`getpeereid`

When it accepts a connection, ipcserver uses the effective user ID and effective group ID of the process that called connect to decide whether to handle the connection or drop it immediately. Therefore ucspi-ipc requires operating system support for passing the client credentials to the server. For discussions of various credential-passing mechanisms, see D.J. Bernstein's Secure interprocess communication and the BugTraq mailing list thread stemming from Wiping out setuid programs.

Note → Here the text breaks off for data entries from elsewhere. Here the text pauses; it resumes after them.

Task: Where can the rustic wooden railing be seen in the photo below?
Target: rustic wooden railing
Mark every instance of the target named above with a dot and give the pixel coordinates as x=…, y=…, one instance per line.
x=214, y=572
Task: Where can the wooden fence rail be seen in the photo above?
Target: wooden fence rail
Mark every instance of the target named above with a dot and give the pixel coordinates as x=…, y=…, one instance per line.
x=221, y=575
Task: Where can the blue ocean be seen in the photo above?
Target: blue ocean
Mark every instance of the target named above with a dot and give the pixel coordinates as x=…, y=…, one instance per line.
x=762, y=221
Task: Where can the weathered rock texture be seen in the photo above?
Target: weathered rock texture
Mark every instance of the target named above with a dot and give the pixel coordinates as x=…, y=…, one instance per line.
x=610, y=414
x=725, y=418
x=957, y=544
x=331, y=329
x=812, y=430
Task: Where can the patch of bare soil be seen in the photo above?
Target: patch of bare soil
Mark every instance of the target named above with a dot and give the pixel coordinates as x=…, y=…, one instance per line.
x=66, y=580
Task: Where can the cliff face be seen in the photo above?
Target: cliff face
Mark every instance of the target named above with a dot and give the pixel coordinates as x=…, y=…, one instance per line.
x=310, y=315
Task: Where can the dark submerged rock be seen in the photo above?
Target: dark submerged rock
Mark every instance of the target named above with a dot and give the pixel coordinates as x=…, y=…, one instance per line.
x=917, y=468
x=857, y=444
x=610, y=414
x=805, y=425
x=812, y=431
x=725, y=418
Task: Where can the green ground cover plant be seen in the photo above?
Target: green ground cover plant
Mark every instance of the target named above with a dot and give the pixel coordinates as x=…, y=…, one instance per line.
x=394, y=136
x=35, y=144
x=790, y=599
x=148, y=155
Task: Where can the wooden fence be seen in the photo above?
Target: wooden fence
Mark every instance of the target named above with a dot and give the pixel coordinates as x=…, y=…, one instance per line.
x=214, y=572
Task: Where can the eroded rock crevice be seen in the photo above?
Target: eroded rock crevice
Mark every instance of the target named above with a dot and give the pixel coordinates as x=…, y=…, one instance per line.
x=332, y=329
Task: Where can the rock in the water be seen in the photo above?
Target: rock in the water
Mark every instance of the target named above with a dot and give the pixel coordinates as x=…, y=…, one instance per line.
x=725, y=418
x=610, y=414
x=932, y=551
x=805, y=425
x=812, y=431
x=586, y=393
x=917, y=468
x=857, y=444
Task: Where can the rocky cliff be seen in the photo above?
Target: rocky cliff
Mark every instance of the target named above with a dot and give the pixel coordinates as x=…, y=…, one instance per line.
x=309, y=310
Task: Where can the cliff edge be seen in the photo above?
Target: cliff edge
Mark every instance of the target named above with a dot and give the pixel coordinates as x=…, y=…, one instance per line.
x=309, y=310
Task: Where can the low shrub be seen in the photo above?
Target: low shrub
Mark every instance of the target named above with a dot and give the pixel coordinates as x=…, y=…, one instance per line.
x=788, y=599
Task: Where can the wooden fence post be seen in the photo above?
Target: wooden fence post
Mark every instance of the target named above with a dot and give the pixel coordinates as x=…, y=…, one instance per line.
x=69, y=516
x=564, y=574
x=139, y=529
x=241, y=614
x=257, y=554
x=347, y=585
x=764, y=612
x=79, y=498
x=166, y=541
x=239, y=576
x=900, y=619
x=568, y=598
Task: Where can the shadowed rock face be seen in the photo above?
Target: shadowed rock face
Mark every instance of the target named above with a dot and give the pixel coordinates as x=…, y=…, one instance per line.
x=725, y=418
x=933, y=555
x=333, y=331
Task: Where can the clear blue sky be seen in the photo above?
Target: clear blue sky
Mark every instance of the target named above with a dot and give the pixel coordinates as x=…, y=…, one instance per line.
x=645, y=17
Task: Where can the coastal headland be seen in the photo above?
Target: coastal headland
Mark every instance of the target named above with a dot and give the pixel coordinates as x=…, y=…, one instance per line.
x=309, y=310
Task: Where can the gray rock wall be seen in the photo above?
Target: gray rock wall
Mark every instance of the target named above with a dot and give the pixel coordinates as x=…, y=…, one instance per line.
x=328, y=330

ucspi-ipc uses getpeereid to obtain client credentials. Unless your operating system supports an implementation of getpeereid, you cannot use ucspi-ipc.

`getpeereid`

  int getpeereid(int s,uid_t *u,gid_t *g);

s is the result of a successful accept on a local-domain stream socket.

u and g are pointers to addresses where the user and group IDs are stored.

Upon success, getpeereid stores user and group IDs at u and g, respectively, and returns 0. If an error occurs, getpeereid sets errno appropriately, and returns -1.

Implementations

Recent Linux kernels that support SO_PEERCRED with getsockopt provide sufficient basis for a getpeereid function. Various systems offer a gepeereid system call, including OpenBSD 3.0, FreeBSD 4.6, and AIX 5L.

Experimental operating system patches that add a getpeereid system call are available for several BSD variants.